Esiste a Roma la base di una statua con una iscrizione, datata 394 d.c., con la quale i senesi ringraziano un patrizio romano (anonimo) per aver restaurato “i moltissimi condotti” e aver ridato acqua alla città. Ed è legittimo pensare che questi condotti null’altro fossero che bottini che nel IV secolo avevano necessità di restauro. Molti studiosi sono concordi nel sostenere che nel periodo della Saena Julia già funzionavano alcune delle fonti che oggi conosciamo, oltre alla già citata Fontanella, quali Fontebranda, Follonica e la Fonte della Vetrice oggi scomparsa. Fra questi, non ultimo, Fabio Bargagli Petrucci nella sua famosa opera su Fonti e Bottini del 1906.
Il bottino maestro di Fontebranda inizia da Fontebecci e dal ramo di Chiarenna (zona nord di Siena) e porta l’acqua a Fontebranda scorrendo a profondità notevoli.
Il bottino Maestro di Fonte Gaia ha il percorso più lungo dell’intera rete di cunicoli e la sua costruzione iniziò nel 1334 per riuscire a portare l’acqua in piazza del Campo che si trova 30 metri di quota più in alto di Fontebranda.
L’acqua arrivò in piazza nove anni dopo, nel 1343, quando il bottino arrivò alla Cura di Santa Petronilla, all’incirca a metà dell’attuale viale Cavour. Ma i lavori proseguirono e tre anni dopo, nel 1346 il bottino arrivò a Fontebecci da dove ancor oggi arriva circa il 70% dell’acqua della fonte. Questo bottino serve anche per alimentare altre fonti quali la Fonte della Sapienza, la Fonte di San Francesco e il Fontino di Provenzano e col trabocco di Fonte Gaia, anche altre fonti poste ad altitudini minori (Casato, Pantaneto, S. Maurizio, Pispini ed altre). Inoltre durante il suo percorso all’interno della città riesce ad alimentare pozzi privati, spesso di famiglie nobili e facoltose, che a proprie spese scavavano dei cunicoli che intercettavano il bottino maestro.
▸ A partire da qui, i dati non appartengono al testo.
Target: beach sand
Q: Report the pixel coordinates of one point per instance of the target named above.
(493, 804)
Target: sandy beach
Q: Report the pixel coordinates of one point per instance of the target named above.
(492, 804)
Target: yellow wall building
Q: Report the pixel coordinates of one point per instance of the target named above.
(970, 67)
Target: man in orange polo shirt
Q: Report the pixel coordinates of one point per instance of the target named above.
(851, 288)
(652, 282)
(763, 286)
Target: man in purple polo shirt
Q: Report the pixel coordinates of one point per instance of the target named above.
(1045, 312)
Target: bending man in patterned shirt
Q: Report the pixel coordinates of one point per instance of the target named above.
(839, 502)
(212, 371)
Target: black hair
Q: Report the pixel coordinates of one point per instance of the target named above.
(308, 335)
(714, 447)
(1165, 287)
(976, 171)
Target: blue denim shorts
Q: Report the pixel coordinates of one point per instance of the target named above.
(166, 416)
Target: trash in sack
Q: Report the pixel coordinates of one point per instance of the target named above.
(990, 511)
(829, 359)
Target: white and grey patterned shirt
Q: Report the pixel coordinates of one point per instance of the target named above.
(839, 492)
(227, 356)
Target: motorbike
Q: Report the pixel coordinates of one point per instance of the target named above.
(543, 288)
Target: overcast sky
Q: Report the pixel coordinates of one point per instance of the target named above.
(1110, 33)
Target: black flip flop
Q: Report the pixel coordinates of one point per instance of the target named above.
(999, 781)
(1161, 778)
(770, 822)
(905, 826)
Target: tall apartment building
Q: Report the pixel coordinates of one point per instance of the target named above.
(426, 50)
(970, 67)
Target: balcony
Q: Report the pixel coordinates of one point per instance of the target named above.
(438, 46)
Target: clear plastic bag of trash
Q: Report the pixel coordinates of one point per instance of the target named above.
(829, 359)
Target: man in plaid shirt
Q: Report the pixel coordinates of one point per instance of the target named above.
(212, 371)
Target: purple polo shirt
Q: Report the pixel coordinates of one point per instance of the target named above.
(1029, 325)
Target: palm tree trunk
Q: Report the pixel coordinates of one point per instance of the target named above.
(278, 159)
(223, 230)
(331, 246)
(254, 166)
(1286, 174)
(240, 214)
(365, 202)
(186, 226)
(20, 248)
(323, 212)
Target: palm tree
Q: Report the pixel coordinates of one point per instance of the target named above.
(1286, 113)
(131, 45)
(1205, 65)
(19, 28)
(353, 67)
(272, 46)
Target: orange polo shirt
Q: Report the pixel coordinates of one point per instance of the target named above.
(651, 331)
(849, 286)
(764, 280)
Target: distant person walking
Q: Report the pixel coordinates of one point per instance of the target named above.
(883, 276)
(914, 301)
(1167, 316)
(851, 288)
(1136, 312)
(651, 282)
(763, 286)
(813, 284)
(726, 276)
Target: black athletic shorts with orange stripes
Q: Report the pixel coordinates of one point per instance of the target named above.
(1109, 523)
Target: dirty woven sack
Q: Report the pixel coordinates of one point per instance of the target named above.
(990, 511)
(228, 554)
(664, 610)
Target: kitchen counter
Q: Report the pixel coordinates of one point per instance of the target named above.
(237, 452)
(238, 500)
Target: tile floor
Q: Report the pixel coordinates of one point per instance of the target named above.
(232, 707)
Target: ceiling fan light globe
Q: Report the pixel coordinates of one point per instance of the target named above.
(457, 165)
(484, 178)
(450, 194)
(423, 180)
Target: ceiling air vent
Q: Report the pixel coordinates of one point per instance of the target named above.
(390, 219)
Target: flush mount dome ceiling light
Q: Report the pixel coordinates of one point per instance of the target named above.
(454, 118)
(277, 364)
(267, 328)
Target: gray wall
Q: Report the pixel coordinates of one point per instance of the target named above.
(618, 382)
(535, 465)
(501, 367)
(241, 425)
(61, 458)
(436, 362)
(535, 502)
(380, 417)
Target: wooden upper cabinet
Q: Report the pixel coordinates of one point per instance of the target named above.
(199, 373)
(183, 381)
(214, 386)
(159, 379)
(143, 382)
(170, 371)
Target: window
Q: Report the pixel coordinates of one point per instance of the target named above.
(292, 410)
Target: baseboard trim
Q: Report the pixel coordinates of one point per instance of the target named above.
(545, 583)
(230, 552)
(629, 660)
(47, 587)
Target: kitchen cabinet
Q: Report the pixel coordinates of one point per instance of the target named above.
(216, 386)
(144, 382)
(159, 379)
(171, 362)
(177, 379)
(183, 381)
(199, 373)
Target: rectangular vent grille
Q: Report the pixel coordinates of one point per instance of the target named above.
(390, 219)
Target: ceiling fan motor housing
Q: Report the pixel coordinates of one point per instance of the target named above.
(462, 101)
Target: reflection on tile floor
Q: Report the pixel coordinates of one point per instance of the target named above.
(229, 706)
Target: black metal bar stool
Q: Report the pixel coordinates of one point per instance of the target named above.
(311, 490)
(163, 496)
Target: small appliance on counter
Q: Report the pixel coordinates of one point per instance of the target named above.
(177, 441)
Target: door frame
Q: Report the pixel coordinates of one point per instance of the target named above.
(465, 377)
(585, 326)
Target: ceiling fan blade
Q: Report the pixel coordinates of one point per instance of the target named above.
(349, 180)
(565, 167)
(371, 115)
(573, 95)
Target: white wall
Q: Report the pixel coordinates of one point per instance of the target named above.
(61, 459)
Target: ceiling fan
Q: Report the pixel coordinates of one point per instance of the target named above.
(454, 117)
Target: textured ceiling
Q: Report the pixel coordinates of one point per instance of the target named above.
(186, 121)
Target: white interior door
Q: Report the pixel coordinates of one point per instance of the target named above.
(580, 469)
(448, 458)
Al Comune dovevano pagare una tassa in base alla quantità di acqua che prelevavano utilizzando come unità di misura il “dado” che corrispondeva a 400 litri ogni 24 ore; l’ingresso del pozzo era sbarrato con una paratoia che aveva un foro di dimensioni ben precise (potevano avere ½ dado, 1 dado, 2 dadi e così via)
Il bottino di Fontebranda è stato scavato partendo dal livello della fonte e risalendo nel fianco della collina alla ricerca dello stillicidio di acqua. Questo sistema era piuttosto lento e nella costruzione di quello di Fonte Gaia venne usato il sistema di attacco su due lati, cioè partendo sia dal lato fonte sia dal lato a monte cercando di congiungersi al centro (come viene fatto oggi nello scavo di gallerie). La difficoltà era di mantenere pendenza e direzione; per questo venivano creati dei pozzi o “smiragli ” che consentivano di controllare la direzione, ma anche di allontanare il materiale di scavo, aerare il cunicolo e far giungere agli scavatori i generi di sussistenza. Gli antichi scavatori, chiamati “guerchi” erano spesso dei minatori di grandi capacità che sbagliavano solo di pochi metri l’incontro fra le due gallerie. Per mantenere la pendenza usavano “l’archipendolo”, uno strumento molto semplice ma efficace per mantenere costante la pendenza del gorello.
L’acqua dei bottini e delle fonti ha dissetato i senesi fino a metà degli anni 20 del ‘900 quando, a seguito dell’estensione della rete idrica dell’acquedotto moderno, ne fu decretata la non potabilità.
Ma quando nel 1944, durante il passaggio del fronte, le truppe tedesche in ritirata minarono il ponte sul fiume Orcia dove passavano anche i tubi dell’acquedotto e a Siena non arrivò più l’acqua i senesi poterono andare ad approvvigionarsi alle fonti.
Perché da secoli i bottini continuano a fare il loro lavoro e portano ancora oggi acqua nelle vasche delle storiche fonti senesi.